AThe first is a specialist and the second is a generalist
BThe first asks what is wrong now; the second asks where the trajectory points in ten or twenty years
CThe first uses laboratory tests while the second relies on clinical intuition
The essay frames these as different tools for different problems – not competing approaches, but the second question is almost never asked inside the conventional system because it is not structured to ask it.
06
What evidence does the essay cite to illustrate that cardiovascular disease begins decades before it is clinically detected?

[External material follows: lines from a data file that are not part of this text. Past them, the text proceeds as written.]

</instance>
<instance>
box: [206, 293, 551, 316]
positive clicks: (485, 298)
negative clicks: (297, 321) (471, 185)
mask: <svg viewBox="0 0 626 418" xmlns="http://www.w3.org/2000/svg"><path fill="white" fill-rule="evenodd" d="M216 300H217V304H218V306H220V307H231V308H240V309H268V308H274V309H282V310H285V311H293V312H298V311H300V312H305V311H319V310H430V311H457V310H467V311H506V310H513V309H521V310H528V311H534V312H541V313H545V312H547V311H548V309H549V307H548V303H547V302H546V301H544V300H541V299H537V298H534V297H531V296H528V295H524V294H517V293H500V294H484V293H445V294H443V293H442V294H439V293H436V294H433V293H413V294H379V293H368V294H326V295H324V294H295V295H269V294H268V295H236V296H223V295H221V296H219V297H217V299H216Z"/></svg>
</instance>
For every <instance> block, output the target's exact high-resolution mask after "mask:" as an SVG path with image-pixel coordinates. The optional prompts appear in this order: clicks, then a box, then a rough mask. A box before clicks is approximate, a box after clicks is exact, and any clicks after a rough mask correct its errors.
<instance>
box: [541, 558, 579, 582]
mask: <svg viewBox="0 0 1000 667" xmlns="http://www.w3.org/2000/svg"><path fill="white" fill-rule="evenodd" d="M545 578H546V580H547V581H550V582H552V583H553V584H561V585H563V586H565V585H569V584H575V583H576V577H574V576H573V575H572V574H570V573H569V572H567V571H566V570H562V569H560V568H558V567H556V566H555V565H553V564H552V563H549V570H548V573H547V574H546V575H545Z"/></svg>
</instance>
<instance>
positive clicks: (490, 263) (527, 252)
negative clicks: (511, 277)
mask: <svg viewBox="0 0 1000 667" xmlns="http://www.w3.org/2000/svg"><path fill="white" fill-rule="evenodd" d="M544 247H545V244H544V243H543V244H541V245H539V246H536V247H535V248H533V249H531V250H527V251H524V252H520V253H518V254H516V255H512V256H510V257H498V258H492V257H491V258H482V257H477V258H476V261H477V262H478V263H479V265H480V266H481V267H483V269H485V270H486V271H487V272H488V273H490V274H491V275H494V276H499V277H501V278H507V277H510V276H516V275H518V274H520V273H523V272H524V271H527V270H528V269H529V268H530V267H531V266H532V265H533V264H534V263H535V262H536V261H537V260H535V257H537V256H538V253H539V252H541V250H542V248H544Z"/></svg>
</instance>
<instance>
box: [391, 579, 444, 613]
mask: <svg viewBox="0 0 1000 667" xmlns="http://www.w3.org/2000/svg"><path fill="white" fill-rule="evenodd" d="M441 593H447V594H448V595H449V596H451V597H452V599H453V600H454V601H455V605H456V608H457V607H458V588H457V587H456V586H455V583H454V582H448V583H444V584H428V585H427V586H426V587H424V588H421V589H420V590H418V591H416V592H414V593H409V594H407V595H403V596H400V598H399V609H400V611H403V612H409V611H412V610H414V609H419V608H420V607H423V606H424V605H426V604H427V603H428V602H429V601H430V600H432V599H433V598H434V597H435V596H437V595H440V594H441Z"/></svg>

AAutopsy studies of young soldiers showing atherosclerotic changes and fatty streaks in coronary arteries in their twenties
BLarge-scale screening programmes that detected early plaque in asymptomatic middle-aged adults
CGenetic studies predicting cardiovascular events from birth
The essay references autopsy studies – some dating back to examinations of young soldiers killed in conflict – showing atherosclerotic changes beginning in adolescence and early adulthood, in individuals who were clinically healthy during their lifetime.
07
According to the essay, Alzheimer's disease is best understood as:
AA disease of old age that begins after seventy
BA genetic condition that can be detected at birth
CA disease whose pathological signature begins in midlife and progresses silently for years or decades before symptoms appear
The essay reframes Alzheimer's as a disease that begins in midlife with amyloid accumulation and tau-mediated neuronal injury, running silently for longer than most patients would find comfortable to contemplate.
08
The essay describes the territory between "diagnosable" and "optimal" as:
AA space that modern medicine addresses effectively through preventive screening
BThe space where most high-functioning adults over forty actually exist, and the space conventional medicine is least equipped to address
CA temporary phase that resolves once appropriate specialist referrals are made
The essay argues this is not illness and not health as the patient remembers it – it is the space where most high-functioning adults over forty live, and it is where the conventional system, built for a different purpose, is least equipped to help.
09
The essay argues that the most useful thing a physician can offer in this territory is:
ANot treatment but interpretation – a framework for understanding which changes are expected, concerning, or noise
BComprehensive diagnostic workups to rule out early disease
CReferral to specialist preventive medicine clinics
The essay's concluding argument is that the aim is not to medicalise ageing but to make it navigable – helping patients approach their physician with better questions, clearer priorities, and appropriate timing.